ON SOLUTIONS OF NONLINEAR DISPERSIVE EQUATIONS

关于非线性色散方程的解

• 批准号: 12440050
• 负责人: HAYASHI Nakao
• 金额: $ 5.82万
• 依托单位: Osaka University (2001-2002)Tokyo University of Science (2000)
• 依托单位国家: 日本
• 项目类别: Grant-in-Aid for Scientific Research (B)
• 财政年份: 2000
• 资助国家: 日本
• 起止时间: 2000 至 2002
• 项目状态: 已结题
• 来源: https://kaken.nii.ac.jp/en/grant/KAKENHI-PROJECT-12440050/
• 关键词: Schredinger equation; Modified KdV equation; Scattering problem; Asymptotics of solutions; KdV-Burgers equation; Landau-Ginzburg type equation; boundary value problem; KdV equation on a halfline; シュ・レデインガー方程式; 非線形分散型方程式; Schredinger equation; Modified KdV equation; Scattering problem; Asymptotics of solutions; KdV-Burgers equation; Landau-Ginzburg type equation; boundary value problem; KdV equation on a halfline; シュ・レデインガー方程式; 非線形分散型方程式

1. P.I. Naumkin and I studied asymptotic behavior of solutions to one dimensional nonlinear Schredinger equations with cubic nonlinearities. In this project we showed properties of solutions strongly depend on structures of nonlinearities and angular part of the data.2. E.I. Kaikina and I studied asymptotic behavior of solutions to various dissipative nonlinear equations on the positive half line. We made use of the facts that solutions have better time decay by refrection at the boundary compared to the problem in the full.3. P.I. Naumkin and I studied asymptotic and scattering problems of two dimensional nonlinear Schredinger equations with quadratic nonlinearities involving derivatives of the unknown function. In this work we used some analytic function space to get a sufficient time decay of solutions to get the desired result.4. P.I. Naumkin, H.Uchida and I studied the elliptic-hyperbolic Davey-Stwertson system and showed an analytical smoothing property of solutions when the data decay exponentially at infinity. We made use of the nonlinearity satisfies the gauge invariant and the operator which commute with the Schredinger operator.5. P.I. Naumkin and I studied asymptotic behavior of solutions to one dimensional nonlinear Schredinger equations with quadratic nonlinearities. We used the normal form method to translate the equation to another one which-has cubic nonlinearities and applied the previous method stated in (1).6. E.I. Kaikina, P.I. Naumkin and I studied complex Landau-Ginzburg equations with critical nonliaearities and showed asymptotics of solutions by using third approximation of solutions and nonlinear transformation.
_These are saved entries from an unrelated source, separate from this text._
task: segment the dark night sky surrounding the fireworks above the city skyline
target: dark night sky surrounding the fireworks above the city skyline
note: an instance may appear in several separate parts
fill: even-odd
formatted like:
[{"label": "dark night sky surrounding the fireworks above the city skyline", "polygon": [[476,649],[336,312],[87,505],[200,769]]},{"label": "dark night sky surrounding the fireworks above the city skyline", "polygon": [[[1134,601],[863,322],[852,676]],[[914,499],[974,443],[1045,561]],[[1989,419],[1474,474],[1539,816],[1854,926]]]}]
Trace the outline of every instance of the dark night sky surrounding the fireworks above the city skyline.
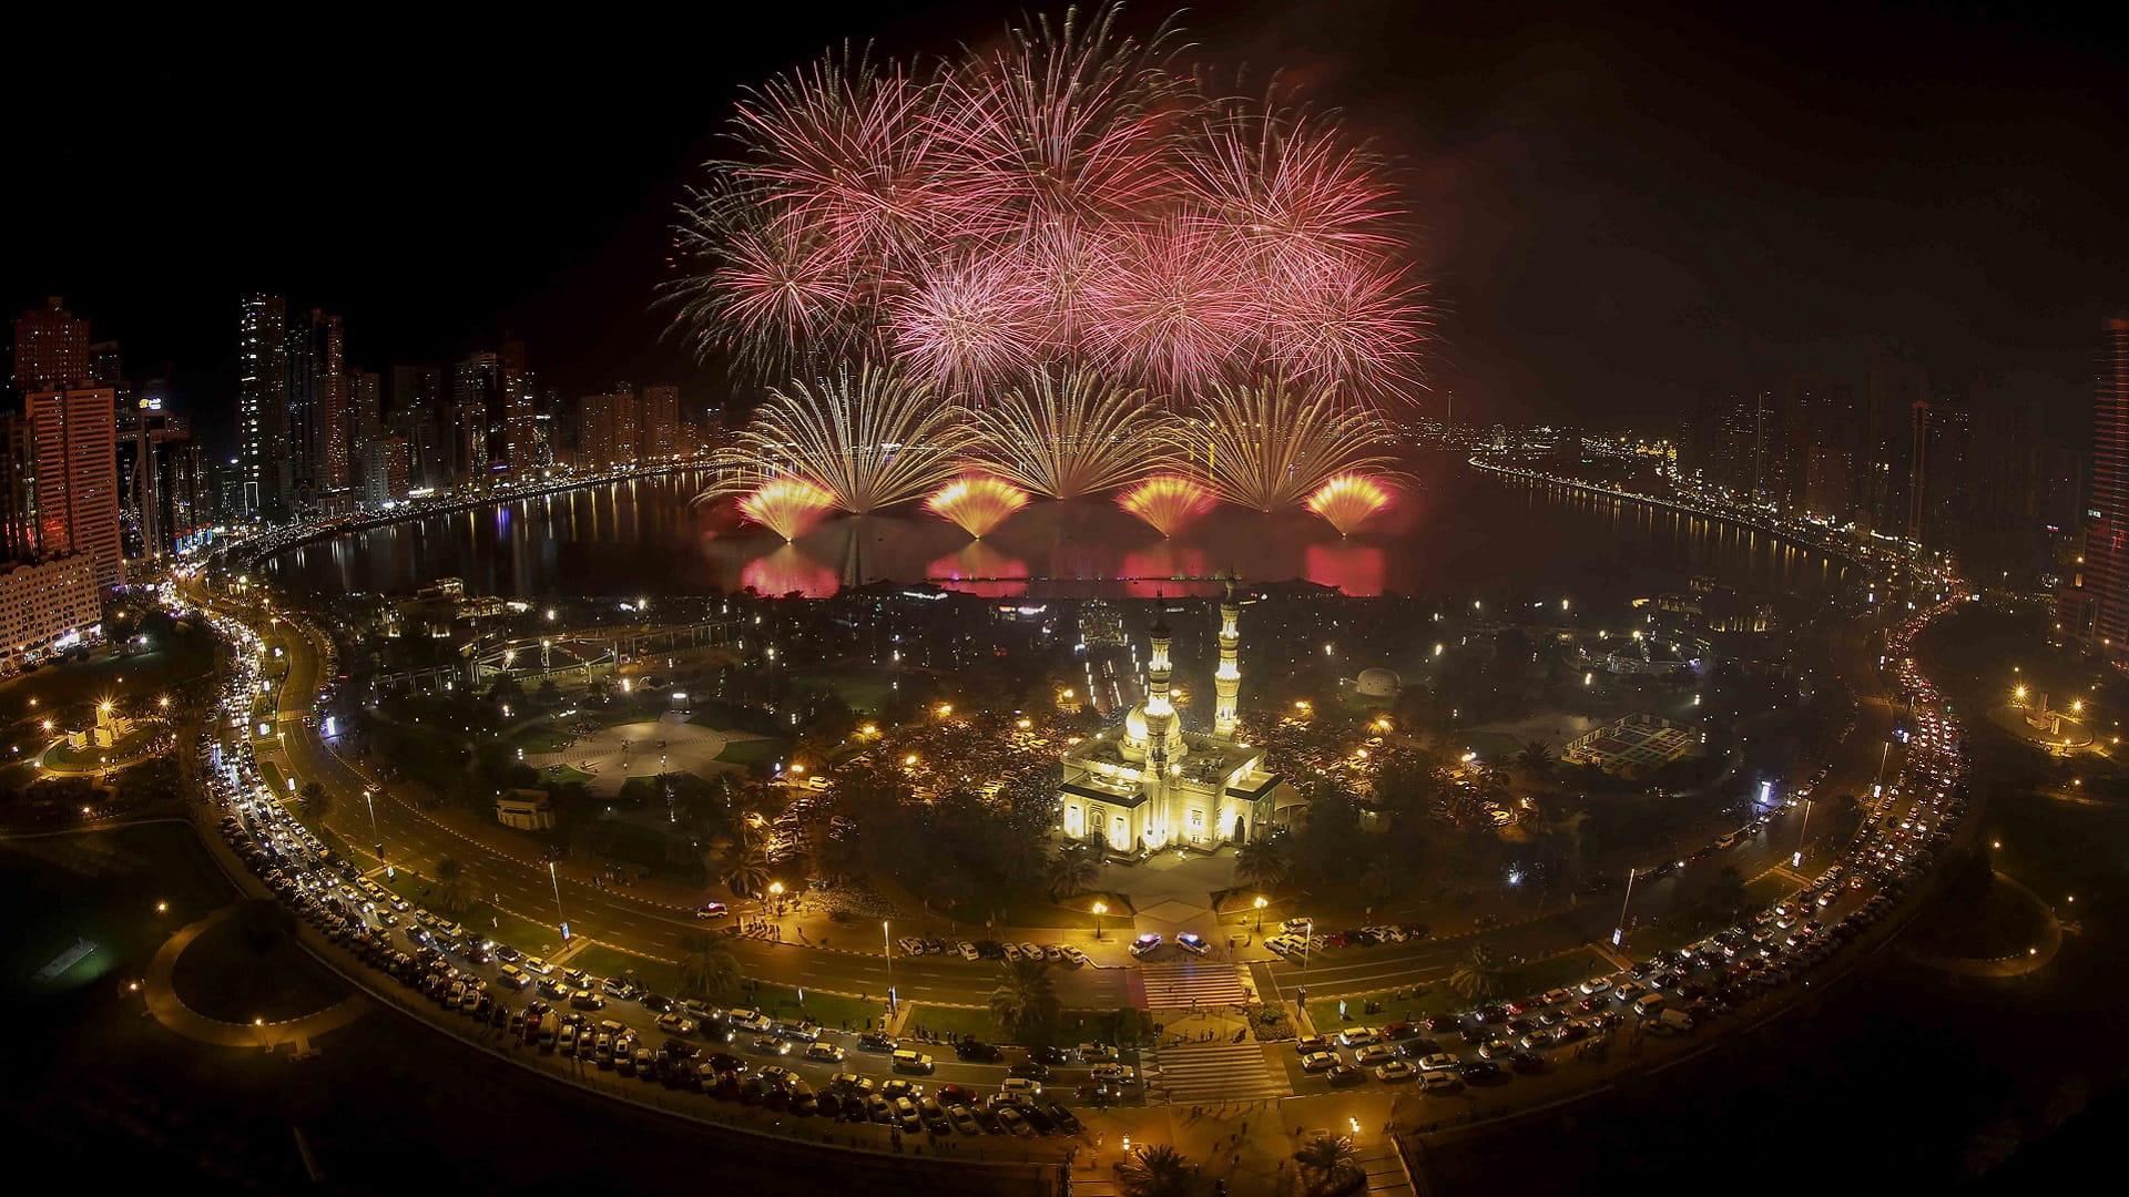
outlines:
[{"label": "dark night sky surrounding the fireworks above the city skyline", "polygon": [[[11,311],[64,294],[232,405],[236,302],[347,319],[351,362],[511,332],[543,381],[722,392],[647,311],[737,89],[839,38],[988,40],[1020,4],[700,4],[660,23],[304,26],[283,53],[121,51],[17,89]],[[1056,11],[1043,6],[1041,11]],[[2099,6],[2086,9],[2099,21]],[[2010,13],[2010,11],[2008,11]],[[1148,28],[1165,6],[1137,4]],[[1905,354],[1991,373],[2076,434],[2129,307],[2114,30],[1869,4],[1207,2],[1194,58],[1284,68],[1409,170],[1435,392],[1471,420],[1676,417],[1695,396]],[[57,77],[55,77],[57,81]]]}]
1。P.I。我和Naumkin研究了解决方案的渐近行为对具有立方非线性的一维非线性Schredinger方程。在这个项目中，我们显示了溶液的特性在很大程度上取决于非线性的结构和数据的角部分。2。 E.I.凯基纳和我研究了正线上各种耗散非线性方程的溶液的渐近行为。我们利用了以下事实，即与全部问题相比，解决方案在边界的反思上具有更好的时间衰减。3。 P.I. Naumkin和我研究了具有二维非线性Schredinger方程的渐近和散射问题，具有二次非线性，涉及未知功能的衍生物。在这项工作中，我们使用了一些分析功能空间来获得足够的解决方案的时间衰减以获得所需的结果4。 P.I. Naumkin，H.uchida和我研究了椭圆形的Hyperbolic Davey-Stwertson系统，当数据衰减在无穷大时呈指数衰减时，溶液的分析平滑性能。我们利用非线性满足了与Schredinger操作员上下班的量规不变的量规。5。 P.I. Naumkin和我研究了溶液对具有二次非线性的一维非线性Schredinger方程的渐近行为。我们使用正常形式的方法将方程式转换为另一种方程，该方程是三次非线性的，并应用了（1）.6中所述的先前方法。 E.I. Kaikina，P.I。 Naumkin和我研究了具有关键非核心的复杂Landau-Ginzburg方程，并通过使用第三次近似溶液和非线性转化来显示溶液的渐近液。